-CILA Therapeutics has been awarded a competitive grant from the National Center for Advancing Translational Sciences (NCATS), part of the National Institutes of Health (NIH), to advance the development of its proprietary CIL-Key™ platform — a novel, gene-agnostic delivery technology that significantly and reproducibly enhances the transfection efficiency and delivery of inhaled RNA-loaded lipid nanoparticles (RNA-LNPs) into lung epithelial cells.

In preclinical studies, the CIL-Key™ platform (also referred to as CIL-0X in the grant) achieved up to a 430% increase in delivery of functionally intact RNA into human bronchial epithelial cells cultured at an air-liquid interface (ALI), demonstrating utility across multiple RNA-LNP formulations.

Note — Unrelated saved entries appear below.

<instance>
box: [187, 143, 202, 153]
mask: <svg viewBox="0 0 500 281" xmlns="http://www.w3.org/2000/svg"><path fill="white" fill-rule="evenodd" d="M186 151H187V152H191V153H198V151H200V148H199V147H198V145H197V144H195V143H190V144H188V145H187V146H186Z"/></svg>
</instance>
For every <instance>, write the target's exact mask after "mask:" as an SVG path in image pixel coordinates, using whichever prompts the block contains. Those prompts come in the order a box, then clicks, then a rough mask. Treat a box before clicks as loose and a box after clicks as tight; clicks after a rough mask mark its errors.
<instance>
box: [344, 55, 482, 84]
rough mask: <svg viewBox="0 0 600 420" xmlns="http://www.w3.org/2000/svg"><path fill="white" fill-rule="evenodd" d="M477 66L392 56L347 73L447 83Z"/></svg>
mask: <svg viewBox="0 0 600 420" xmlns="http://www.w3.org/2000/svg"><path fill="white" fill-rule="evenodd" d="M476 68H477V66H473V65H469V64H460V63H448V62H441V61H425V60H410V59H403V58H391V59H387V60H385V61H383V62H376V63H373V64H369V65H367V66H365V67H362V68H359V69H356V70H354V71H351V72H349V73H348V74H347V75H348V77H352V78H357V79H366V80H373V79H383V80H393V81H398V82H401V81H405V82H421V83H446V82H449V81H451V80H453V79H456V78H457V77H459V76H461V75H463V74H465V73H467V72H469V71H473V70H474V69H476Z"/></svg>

“This milestone provides strong validation of CILA’s scientific approach and vision to deliver practical, scalable and patient-centric solutions for some of the most formidable challenges in pulmonary medicine,” said Safia Rizvi, CEO of CILA Therapeutics.

CIL-Key™ is designed to enable efficient, localized intracellular delivery of RNA-based modalities while minimizing systemic exposure. The platform could offer significant advantages for companies developing inhaled RNA therapies and vaccines for a broad range of lung diseases, including Primary Ciliary Dyskinesia (PCD), Cystic Fibrosis (CF), COPD and Pulmonary Fibrosis, as well as respiratory infections including influenza, RSV and COVID-19.

Chronic pulmonary diseases affect more than 34 million people in the U.S. and more than 545 million globally. These often progressive, life-limiting conditions have a significant impact on quality of life and a high economic burden, creating an urgent demand for novel, effective and easy-to-administer treatments like those powered by CIL-Key™.